Green Plains Inc. (NASDAQ:GPRE) is a leading biorefining company focused on the development and utilization of fermentation, agricultural and biological technologies in the processing of annually renewable crops into sustainable value-
added ingredients. This includes the production of cleaner low carbon biofuels, renewable feedstocks for advanced biofuels and high purity alcohols for use in cleaners and disinfectants. Green Plains is an innovative producer of Ultra-High Protein and novel ingredients for animal and aquaculture diets to help satisfy a growing global appetite for sustainable protein. The Company also owns a 48.9% limited partner interest and a 2.0% general partner interest in Green Plains Partners LP.
This news release includes forward-looking statements within the meaning of the Private Securities Litigation Reform Act of 1995, as amended. Forward-looking statements reflect management’s current views, which are subject to risks and uncertainties including, but not limited to, anticipated financial and operating results, plans and objectives that are not historical in nature.
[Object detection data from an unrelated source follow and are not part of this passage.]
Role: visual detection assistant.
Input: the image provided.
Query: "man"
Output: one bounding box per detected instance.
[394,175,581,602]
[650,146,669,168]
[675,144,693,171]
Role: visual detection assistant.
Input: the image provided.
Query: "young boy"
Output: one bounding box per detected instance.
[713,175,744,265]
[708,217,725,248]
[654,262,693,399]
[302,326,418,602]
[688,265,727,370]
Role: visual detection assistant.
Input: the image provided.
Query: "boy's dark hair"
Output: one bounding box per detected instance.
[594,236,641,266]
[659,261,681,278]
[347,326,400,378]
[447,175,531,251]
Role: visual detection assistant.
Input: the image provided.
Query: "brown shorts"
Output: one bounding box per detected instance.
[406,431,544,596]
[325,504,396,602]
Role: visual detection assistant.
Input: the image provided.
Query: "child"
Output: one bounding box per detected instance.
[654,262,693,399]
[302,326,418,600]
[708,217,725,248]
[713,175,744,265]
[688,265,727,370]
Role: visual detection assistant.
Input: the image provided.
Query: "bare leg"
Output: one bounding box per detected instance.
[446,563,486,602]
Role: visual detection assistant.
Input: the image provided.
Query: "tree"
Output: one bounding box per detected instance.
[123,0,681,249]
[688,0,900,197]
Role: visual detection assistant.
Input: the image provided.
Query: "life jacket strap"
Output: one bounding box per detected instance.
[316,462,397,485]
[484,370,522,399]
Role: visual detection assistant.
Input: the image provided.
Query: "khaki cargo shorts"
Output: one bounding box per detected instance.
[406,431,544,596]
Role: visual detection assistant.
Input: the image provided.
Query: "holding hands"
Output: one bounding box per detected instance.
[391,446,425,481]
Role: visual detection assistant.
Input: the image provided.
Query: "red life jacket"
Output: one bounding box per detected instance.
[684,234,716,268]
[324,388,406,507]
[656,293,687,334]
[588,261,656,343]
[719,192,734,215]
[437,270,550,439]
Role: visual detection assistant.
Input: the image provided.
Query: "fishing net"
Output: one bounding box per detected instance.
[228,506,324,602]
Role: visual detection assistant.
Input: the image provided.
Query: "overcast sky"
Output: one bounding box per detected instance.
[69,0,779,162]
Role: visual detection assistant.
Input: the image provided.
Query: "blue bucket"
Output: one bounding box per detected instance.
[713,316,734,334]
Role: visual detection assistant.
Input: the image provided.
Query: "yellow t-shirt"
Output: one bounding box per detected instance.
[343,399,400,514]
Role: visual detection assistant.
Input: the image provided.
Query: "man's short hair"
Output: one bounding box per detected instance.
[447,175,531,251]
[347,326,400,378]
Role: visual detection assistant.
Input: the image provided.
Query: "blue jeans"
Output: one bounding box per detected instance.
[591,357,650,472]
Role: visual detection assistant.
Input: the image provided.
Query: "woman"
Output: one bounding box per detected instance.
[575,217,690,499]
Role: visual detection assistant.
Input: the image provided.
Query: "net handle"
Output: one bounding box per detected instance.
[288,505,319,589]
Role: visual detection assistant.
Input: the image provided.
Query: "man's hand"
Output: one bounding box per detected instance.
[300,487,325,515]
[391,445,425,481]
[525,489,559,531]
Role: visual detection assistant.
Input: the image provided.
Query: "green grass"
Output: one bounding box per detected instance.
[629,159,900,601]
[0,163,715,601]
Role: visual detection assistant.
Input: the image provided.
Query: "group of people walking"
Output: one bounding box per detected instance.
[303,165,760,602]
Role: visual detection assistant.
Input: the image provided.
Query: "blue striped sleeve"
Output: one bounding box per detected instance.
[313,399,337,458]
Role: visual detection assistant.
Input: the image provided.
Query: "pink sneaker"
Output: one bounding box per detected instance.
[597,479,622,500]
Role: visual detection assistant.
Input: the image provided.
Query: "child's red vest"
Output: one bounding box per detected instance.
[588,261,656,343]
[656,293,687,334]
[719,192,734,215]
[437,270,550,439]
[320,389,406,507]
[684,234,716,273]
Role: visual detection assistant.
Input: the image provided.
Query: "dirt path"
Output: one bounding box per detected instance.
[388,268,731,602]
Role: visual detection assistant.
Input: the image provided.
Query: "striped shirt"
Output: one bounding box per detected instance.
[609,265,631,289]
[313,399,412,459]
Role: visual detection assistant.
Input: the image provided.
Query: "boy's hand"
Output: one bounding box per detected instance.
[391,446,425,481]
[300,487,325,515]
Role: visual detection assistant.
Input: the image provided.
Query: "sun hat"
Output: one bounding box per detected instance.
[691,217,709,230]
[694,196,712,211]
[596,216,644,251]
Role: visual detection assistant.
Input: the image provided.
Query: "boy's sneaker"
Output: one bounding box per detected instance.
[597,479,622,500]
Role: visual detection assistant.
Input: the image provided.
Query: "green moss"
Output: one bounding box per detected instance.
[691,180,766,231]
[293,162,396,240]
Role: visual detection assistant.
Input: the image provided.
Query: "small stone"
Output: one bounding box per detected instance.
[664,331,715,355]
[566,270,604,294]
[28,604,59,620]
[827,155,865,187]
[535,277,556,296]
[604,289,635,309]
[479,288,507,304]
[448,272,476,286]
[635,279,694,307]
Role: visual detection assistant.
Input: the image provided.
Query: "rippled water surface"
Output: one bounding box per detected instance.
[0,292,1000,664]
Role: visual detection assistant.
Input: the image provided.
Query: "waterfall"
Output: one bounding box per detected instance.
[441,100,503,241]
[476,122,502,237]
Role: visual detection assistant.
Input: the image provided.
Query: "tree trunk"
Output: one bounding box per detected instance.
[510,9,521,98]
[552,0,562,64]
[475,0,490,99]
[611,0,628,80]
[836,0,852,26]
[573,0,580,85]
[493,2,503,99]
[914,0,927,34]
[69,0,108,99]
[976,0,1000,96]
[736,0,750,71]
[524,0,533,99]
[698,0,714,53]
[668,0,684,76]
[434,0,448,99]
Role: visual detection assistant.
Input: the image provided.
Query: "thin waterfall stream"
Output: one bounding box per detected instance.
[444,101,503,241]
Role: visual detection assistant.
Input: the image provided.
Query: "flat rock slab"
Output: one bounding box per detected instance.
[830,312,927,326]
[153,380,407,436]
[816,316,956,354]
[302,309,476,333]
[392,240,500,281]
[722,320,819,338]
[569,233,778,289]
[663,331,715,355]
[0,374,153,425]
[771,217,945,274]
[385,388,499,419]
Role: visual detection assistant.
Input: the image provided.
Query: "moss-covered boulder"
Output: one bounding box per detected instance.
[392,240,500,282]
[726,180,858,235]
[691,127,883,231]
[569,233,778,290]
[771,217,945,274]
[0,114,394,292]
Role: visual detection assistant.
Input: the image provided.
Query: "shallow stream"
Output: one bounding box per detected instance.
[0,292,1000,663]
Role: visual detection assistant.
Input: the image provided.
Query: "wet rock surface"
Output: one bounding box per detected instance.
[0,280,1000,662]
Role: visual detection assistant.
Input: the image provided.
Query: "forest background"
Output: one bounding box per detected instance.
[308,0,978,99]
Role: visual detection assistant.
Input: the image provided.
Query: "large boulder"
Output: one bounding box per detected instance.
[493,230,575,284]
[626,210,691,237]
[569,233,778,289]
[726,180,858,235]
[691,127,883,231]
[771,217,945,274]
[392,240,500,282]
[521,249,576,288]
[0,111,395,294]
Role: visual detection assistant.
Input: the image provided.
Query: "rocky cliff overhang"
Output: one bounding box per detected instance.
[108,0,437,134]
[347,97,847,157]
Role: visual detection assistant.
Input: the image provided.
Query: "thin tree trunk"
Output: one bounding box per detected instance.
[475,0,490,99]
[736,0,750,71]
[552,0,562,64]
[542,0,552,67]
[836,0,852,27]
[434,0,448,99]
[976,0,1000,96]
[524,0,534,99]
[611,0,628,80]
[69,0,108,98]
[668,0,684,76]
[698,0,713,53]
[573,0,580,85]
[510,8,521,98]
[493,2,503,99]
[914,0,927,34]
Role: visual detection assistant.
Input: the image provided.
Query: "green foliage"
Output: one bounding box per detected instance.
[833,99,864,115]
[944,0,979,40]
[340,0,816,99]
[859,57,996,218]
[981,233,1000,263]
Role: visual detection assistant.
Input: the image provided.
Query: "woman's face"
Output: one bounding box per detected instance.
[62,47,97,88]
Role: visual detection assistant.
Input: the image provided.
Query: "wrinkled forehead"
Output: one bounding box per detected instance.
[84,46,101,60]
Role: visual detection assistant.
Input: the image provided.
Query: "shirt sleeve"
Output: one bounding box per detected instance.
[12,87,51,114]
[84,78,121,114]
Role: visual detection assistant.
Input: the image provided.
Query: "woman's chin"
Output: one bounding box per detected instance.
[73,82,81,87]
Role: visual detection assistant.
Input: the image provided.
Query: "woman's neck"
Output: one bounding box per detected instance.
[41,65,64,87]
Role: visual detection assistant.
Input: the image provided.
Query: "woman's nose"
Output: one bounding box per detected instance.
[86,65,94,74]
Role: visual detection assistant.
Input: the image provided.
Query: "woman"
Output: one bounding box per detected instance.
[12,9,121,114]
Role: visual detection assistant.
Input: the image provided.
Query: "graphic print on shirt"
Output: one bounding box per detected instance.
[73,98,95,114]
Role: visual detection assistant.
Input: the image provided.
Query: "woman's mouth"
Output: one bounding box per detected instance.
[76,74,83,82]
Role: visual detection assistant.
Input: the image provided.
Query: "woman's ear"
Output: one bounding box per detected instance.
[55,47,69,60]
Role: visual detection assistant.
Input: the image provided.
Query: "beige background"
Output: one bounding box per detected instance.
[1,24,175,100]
These statements may be identified by words such as “believe,” “expect,” “may,” “should,” “will” and similar expressions. Factors that could cause actual results to differ materially from those expressed or implied include: disruption caused by health epidemics, such as the coronavirus outbreak, competition in the industries in which Green Plains operates; commodity market risks, financial market risks; counterparty risks; risks associated with changes to federal policy or regulation, including changes to tax laws; risks related to closing and achieving anticipated results from acquisitions and disposals. Other factors can include risks associated with Green Plains’ ability to realize higher margins anticipated from the company’s high protein feed, clean sugar, specialty alcohol and carbon sequestrations initiatives; to achieve anticipated savings from Project 24; to successfully pursue its ongoing transformation strategy and other risks discussed in Green Plains’ reports filed with the Securities and Exchange Commission. Investors are cautioned not to place undue reliance on forward-looking statements, which speak only as of the date of this news release. Green Plains assumes no obligation to update any such forward-looking statements, except as required by law.